Lady Agnes Surriage Frankland was an American tavern maid who married Sir Charles Henry ("Harry") Frankland, a British baronet. Her rags-to-riches life story was the basis for several works of literature.
Background
She was born at Marblehead, Massachussets, the fourth of the eight children of Edward and Mary (Pierce) Surriage, and was baptized April 17, 1726. Her father was a poor fisherman, her mother a granddaughter of John Brown, an affluent London merchant, who settled at Pemaquid (now Bristol, Maine) in 1625 and bought a tract of land, later known as the Brown Right, from the Indians.
Career
Agnes became a maid-of-all-work at the Fountain Inn in Marblehead, where in the summer of 1742 her black ringlets, black eyes, and smooth complexion aroused the interest of Charles Henry Frankland (May 10, 1716 - January 11, 1768) who from 1741 to 1757 was collector of the port of Boston. According to family tradition, Agnes was scrubbing the tavern floor when they first saw each other, and Frankland, noting the girl's scanty dress and bare feet, gave her a crown to buy her a pair of shoes.
Impressed by her beauty and intelligence, he persuaded her parents to let the girl be educated in Boston at his expense. In 1746, by the death of his uncle, Sir Thomas Frankland, Member of Parliament and a Lord of the Admiralty, he succeeded to the baronetcy of Thirsk in the North Riding of Yorkshire.
About this time Agnes Surriage became his mistress. The liaison created scandal; and Frankland, to shield the girl from insult, bought 480 acres at Hopkinton, built a mansion, and lived with her there until 1754, when Frankland returned to England to help settle a family lawsuit. His family did not welcome Miss Surriage. Frankland next took up his residence at Lisbon.
On November 1, 1755, the city was destroyed by an earthquake, "on which day, " Frankland recorded in his journal, "I was providentially saved. I was buried in ruins. .. . Hope my providential escape will have a lasting good effect upon my mind. " He thereupon married Agnes Surriage, who, according to the family story, had effected his rescue.
On their return to England she was received cordially by his family and friends. They lived in Massachusetts again from 1756 to 1758, their Boston house being the Clarke mansion on Garden Court Street and Bell Alley, described in Fenimore Cooper's Lionel Lincoln; and Lady Frankland became at once one of the leaders of Boston society.
Later they returned to Lisbon, where Frankland served as British consul-general. After her husband's death Lady Frankland came back to the Hopkinton estate, on which she lived until the outbreak of the Revolution forced her to remove to Boston and thence to England. Her estate, in spite of her Loyalist sympathies, was not confiscated.

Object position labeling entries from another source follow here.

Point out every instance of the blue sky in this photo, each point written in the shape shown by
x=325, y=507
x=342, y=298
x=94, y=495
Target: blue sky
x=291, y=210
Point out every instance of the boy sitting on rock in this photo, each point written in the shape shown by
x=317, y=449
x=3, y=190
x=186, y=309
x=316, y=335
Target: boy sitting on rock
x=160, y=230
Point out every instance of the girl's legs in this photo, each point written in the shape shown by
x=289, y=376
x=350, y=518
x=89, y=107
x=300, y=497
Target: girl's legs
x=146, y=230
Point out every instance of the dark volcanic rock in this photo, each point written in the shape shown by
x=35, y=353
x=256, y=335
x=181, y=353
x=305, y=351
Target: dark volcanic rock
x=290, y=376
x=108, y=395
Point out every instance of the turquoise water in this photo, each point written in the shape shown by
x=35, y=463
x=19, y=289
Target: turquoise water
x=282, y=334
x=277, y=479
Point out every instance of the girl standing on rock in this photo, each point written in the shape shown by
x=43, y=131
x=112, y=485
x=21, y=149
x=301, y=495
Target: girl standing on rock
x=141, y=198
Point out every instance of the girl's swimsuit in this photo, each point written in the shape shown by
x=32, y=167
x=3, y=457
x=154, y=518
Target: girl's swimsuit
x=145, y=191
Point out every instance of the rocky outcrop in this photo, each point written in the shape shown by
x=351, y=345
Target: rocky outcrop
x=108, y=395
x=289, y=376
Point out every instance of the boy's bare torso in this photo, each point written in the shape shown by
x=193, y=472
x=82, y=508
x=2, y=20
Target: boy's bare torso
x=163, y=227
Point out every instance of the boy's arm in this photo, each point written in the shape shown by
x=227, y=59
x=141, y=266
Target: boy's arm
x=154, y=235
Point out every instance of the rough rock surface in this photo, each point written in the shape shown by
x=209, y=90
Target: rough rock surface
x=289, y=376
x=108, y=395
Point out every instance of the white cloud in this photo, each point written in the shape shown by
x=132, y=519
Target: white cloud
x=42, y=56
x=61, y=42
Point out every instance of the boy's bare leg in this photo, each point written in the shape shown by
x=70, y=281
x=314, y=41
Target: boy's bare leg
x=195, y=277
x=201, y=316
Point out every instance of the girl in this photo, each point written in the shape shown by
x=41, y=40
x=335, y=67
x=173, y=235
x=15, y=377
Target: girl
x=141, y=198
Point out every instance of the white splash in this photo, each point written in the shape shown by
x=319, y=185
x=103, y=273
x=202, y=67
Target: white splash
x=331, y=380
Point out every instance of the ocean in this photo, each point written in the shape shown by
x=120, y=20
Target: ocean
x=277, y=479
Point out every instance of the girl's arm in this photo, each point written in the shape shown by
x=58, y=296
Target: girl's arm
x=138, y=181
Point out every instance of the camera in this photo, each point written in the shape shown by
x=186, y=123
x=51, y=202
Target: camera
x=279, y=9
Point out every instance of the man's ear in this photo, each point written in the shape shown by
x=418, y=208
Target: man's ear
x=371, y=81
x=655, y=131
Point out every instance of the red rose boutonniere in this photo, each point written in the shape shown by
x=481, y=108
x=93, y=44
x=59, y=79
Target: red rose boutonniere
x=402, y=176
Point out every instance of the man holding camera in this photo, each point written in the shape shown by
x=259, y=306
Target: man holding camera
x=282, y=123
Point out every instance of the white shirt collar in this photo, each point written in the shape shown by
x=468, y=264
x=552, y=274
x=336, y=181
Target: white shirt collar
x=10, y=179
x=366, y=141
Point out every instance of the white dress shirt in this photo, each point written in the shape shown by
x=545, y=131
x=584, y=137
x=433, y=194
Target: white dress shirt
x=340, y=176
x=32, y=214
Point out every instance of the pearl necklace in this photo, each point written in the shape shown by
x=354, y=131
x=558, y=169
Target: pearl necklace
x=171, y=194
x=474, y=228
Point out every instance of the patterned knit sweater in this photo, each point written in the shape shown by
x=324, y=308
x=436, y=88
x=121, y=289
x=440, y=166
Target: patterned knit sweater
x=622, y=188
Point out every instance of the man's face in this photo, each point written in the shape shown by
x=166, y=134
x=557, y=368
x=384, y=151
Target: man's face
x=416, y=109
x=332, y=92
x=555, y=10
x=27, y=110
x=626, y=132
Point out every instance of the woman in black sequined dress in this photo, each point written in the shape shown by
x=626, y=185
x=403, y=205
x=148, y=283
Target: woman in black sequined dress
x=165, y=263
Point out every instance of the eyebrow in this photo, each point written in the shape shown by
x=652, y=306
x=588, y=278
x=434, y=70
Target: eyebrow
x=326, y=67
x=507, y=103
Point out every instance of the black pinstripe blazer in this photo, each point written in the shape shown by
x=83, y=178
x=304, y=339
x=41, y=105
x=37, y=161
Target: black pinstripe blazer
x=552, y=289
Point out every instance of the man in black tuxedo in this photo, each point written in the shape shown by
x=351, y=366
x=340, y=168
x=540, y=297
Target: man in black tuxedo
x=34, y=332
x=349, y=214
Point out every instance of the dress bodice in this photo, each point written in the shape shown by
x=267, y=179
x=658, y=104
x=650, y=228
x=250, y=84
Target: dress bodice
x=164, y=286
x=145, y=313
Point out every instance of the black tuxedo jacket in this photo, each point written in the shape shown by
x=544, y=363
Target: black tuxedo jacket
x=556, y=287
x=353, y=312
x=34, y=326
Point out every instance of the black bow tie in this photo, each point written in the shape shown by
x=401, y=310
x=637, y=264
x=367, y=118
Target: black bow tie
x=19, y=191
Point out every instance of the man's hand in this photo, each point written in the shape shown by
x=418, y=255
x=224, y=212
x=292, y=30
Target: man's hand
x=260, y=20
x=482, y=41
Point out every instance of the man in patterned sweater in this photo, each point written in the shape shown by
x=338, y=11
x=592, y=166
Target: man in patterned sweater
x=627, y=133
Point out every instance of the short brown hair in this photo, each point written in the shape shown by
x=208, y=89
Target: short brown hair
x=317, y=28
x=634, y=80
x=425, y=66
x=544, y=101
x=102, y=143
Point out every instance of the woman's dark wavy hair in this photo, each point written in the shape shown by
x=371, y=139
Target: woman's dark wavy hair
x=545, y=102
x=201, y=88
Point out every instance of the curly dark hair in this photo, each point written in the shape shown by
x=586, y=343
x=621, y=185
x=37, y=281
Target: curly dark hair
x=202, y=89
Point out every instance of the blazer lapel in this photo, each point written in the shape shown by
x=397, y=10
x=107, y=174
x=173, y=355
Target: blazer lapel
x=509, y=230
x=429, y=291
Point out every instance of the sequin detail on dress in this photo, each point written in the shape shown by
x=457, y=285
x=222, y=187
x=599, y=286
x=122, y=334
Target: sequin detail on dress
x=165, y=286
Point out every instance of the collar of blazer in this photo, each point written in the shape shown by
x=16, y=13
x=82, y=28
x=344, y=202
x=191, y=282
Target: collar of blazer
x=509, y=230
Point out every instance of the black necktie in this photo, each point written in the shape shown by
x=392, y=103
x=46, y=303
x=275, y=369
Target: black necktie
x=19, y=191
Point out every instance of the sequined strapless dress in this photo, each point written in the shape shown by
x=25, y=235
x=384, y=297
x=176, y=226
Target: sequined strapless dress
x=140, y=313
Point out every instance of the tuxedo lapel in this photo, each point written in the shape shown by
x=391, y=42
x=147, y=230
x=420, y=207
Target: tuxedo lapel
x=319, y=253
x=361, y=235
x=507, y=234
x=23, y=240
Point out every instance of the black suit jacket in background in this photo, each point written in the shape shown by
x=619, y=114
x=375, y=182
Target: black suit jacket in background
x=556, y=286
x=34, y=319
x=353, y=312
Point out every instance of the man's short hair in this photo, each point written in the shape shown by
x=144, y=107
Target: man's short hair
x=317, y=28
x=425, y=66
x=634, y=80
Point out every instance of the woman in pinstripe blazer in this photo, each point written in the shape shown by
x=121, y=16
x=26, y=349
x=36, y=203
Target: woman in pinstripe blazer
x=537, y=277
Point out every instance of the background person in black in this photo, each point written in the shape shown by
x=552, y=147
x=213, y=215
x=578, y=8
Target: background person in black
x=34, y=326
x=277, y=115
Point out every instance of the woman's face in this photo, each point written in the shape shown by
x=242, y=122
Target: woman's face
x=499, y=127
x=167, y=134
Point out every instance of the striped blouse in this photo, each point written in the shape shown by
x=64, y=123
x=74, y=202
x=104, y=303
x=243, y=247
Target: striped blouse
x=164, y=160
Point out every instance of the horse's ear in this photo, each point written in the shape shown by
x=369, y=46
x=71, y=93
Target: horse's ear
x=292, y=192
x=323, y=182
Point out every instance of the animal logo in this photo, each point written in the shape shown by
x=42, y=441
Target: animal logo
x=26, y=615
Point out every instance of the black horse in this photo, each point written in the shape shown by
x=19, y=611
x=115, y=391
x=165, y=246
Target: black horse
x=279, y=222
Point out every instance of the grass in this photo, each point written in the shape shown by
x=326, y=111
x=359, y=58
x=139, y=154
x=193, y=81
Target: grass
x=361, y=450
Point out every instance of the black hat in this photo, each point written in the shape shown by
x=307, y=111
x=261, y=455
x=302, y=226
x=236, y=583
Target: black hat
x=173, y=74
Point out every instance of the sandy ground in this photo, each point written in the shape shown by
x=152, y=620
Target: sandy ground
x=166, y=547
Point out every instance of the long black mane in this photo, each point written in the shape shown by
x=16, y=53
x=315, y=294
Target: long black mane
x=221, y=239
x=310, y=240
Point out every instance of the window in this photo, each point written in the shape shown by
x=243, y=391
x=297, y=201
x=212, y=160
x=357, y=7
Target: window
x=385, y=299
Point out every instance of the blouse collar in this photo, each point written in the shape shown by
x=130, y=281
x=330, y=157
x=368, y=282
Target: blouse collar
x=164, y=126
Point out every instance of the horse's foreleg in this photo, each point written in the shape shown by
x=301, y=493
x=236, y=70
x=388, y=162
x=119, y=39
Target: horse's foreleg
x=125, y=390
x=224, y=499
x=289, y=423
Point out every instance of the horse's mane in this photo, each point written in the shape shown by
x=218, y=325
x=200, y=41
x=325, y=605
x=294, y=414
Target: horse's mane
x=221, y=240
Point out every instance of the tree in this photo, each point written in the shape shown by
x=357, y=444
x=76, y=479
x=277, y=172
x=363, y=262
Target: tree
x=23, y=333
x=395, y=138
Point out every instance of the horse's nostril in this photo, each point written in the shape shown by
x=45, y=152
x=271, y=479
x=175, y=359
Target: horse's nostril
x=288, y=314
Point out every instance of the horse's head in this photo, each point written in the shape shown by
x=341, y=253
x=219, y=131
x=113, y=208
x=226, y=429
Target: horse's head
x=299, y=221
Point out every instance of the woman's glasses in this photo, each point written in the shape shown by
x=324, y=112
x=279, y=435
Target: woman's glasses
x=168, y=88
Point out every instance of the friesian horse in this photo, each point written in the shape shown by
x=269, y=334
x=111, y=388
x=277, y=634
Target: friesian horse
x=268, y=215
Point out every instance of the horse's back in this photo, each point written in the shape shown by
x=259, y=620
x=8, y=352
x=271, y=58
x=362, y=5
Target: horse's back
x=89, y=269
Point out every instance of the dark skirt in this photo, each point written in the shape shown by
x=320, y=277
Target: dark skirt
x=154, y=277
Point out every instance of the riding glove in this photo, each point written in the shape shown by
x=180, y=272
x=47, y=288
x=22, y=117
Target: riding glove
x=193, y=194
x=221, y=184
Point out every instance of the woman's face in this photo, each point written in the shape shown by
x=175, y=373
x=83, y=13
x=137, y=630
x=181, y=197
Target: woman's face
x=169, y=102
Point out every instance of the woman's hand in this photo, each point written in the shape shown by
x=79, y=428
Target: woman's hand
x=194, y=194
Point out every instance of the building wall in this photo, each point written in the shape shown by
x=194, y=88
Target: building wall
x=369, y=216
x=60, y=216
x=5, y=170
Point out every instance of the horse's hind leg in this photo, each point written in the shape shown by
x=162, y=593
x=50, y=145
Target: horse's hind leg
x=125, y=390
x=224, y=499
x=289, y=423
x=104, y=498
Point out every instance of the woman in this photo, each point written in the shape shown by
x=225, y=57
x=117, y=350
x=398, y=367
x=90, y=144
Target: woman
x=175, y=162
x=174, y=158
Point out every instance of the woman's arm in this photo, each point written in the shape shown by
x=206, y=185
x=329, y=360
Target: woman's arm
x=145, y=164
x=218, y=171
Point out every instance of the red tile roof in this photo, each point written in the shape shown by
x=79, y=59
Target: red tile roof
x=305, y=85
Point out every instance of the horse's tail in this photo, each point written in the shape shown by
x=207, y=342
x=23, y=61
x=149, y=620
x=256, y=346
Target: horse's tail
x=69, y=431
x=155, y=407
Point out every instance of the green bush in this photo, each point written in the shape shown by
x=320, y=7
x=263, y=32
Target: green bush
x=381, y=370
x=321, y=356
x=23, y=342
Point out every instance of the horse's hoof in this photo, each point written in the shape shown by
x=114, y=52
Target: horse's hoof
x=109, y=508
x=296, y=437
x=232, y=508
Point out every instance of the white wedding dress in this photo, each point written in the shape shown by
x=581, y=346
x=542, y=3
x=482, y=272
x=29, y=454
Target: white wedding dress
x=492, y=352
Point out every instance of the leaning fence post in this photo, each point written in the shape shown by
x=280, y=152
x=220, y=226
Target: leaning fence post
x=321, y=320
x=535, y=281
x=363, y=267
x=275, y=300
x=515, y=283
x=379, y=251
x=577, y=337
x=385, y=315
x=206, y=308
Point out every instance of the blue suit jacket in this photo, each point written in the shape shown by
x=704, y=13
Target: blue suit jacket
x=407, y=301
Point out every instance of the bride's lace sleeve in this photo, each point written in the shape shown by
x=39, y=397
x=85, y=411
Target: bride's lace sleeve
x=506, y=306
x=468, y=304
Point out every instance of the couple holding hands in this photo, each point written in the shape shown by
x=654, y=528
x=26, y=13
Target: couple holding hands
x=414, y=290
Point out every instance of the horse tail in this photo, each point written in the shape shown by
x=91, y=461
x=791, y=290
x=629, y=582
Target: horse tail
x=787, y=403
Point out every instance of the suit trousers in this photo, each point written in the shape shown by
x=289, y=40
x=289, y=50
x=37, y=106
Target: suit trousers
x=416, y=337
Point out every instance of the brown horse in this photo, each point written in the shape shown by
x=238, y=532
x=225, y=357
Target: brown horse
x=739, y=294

She died the next year and was buried in St. Pancras' Church in Chichester. Her story has been told by Oliver Wendell Holmes in the ballad of "Agnes" in Songs in Many Keys (1861) and by Edwin Lassetter Bynner in a novel, Agnes Surriage (1886, 1923).
Achievements
Her rags-to-riches life story was the basis for several works of literature.
Personality
She was a woman of great charm and refinement. Not the least of her graces was the unfailing love and kindness that she showed to her family and to the friends of her girlhood.
Connections
In 1782 she married John Drew, a wealthy banker of Chichester.